At Green's home, Kyrie found a haven.
"We would just talk about things other than basketball," Jackie said. "I felt like sometimes he needed that nurturing that a mother could offer and I tried to give him that. I just wanted to let him know that it would all be OK. We'd talk about things other than basketball, about school, whatever he needed."
By then Jeremiah had received his diagnosis.
When he learned his playing days over, he came back to school. But as he sat down to try to explain it to his teammates, he started to cry.
The players offered their support and Boyle stressed that, no matter what his health circumstances, Green was still a part of the team.
No one, however, did more than Kyrie.
The divergent paths of the two best friends were completely at odds, Jeremiah coming to grips with the end of his playing days while Kyrie weighed his future, choosing between the country's most elite basketball programs.

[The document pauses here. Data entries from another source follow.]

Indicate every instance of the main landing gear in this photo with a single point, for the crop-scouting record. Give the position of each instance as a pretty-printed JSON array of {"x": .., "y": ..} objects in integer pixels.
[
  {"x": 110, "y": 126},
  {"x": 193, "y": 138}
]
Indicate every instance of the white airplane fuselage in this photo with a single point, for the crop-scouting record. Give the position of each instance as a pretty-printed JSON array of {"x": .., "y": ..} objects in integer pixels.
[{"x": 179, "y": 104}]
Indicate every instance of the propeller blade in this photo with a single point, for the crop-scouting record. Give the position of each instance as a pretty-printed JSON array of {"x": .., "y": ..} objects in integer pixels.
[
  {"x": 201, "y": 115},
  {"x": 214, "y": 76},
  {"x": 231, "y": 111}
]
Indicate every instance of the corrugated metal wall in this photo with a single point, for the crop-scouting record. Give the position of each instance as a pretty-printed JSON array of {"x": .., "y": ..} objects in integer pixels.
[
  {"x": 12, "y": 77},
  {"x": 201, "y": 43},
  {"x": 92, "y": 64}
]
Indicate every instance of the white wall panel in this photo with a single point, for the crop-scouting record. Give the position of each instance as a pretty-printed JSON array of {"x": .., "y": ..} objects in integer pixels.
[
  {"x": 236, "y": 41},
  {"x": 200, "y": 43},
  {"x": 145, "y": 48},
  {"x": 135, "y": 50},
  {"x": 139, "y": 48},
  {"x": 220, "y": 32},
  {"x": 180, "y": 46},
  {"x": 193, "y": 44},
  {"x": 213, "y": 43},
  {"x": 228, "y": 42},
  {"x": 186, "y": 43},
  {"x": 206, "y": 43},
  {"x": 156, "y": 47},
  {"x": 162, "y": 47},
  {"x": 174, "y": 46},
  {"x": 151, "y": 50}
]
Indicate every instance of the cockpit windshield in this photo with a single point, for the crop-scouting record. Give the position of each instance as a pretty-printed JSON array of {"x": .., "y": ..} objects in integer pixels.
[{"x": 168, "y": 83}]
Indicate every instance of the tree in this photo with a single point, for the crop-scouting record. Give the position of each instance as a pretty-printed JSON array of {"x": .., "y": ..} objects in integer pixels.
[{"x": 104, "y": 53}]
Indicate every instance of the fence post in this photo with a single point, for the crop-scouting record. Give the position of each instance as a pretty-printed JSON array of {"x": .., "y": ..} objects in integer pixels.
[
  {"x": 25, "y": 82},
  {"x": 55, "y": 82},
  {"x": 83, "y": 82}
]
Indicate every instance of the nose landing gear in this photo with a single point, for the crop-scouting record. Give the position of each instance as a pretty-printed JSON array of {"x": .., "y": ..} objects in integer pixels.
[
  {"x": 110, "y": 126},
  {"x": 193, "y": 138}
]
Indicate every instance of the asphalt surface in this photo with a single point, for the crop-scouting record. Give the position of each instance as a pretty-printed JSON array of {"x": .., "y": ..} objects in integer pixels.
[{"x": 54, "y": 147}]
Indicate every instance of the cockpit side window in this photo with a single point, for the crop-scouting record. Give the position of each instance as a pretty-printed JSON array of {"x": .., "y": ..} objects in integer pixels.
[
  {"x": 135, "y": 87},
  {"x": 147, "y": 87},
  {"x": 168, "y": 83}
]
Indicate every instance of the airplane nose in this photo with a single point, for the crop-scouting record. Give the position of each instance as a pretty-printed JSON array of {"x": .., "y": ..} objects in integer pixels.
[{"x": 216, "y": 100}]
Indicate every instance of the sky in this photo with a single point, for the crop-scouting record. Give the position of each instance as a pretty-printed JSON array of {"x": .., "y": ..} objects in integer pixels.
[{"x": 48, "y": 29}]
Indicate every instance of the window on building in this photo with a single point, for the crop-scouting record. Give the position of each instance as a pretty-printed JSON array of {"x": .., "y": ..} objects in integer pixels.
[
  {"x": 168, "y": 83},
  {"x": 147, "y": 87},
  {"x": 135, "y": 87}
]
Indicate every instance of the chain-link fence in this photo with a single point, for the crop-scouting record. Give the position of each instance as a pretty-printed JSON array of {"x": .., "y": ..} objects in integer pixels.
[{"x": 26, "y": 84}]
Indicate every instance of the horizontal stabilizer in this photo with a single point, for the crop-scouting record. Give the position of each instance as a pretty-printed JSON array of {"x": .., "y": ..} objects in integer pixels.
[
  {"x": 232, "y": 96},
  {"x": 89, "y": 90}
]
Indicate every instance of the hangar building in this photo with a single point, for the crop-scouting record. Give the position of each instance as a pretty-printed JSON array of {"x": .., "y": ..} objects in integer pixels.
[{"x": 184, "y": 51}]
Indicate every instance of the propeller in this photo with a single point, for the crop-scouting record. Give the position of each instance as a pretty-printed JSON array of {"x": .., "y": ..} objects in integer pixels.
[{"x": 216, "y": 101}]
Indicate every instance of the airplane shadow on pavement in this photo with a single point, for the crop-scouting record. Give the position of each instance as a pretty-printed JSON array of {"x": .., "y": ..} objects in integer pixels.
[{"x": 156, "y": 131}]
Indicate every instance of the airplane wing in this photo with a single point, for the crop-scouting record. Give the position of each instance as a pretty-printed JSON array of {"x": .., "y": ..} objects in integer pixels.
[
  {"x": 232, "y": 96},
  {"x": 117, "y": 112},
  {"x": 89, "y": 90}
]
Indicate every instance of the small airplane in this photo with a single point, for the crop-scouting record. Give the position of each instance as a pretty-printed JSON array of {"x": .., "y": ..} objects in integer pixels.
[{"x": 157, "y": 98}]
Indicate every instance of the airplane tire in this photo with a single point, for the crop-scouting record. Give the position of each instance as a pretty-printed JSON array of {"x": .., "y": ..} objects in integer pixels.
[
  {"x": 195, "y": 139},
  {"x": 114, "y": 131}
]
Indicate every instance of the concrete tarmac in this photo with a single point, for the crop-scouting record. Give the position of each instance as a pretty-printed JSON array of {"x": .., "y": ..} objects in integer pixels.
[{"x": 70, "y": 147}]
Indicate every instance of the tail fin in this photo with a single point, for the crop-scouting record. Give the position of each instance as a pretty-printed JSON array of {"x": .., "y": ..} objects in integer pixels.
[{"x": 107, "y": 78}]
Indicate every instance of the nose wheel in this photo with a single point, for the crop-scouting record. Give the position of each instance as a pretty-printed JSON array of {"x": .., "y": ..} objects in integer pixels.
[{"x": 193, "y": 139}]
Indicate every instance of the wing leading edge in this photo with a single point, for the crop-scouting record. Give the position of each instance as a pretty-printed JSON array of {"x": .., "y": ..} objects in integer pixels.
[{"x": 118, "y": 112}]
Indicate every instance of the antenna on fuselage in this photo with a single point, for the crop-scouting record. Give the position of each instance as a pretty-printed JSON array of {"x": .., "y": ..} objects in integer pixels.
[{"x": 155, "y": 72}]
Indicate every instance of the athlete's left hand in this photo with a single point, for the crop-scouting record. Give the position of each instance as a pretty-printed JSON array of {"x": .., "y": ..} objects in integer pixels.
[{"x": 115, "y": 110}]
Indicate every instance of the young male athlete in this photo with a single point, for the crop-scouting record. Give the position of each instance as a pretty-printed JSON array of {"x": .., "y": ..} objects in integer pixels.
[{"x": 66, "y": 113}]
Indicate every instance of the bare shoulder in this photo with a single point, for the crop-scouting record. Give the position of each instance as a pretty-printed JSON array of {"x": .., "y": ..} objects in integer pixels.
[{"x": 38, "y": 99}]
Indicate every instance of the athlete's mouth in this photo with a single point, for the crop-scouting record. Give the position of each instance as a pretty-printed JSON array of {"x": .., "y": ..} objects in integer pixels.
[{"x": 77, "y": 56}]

It didn't make a lick of difference to the would-be "brothers." Kyrie wasn't impressed with his lucky draw and Jeremiah was never envious.
Last week, in fact, when Kyrie starred against Michigan State, Jeremiah was in the stands. Now a freshman at South Carolina State, he made the three-hour drive to Durham and then turned around and drove back so he wouldn't miss a class, getting back to the Orangeburg campus at 4 a.m.
He'll be back this weekend, arriving Saturday and staying for the Blue Devils' game against Saint Louis.
"Everything I wanted to do, Kyrie is living it out," Green said. "It's not bittersweet at all. He's my brother. It's like he's doing it for both of us."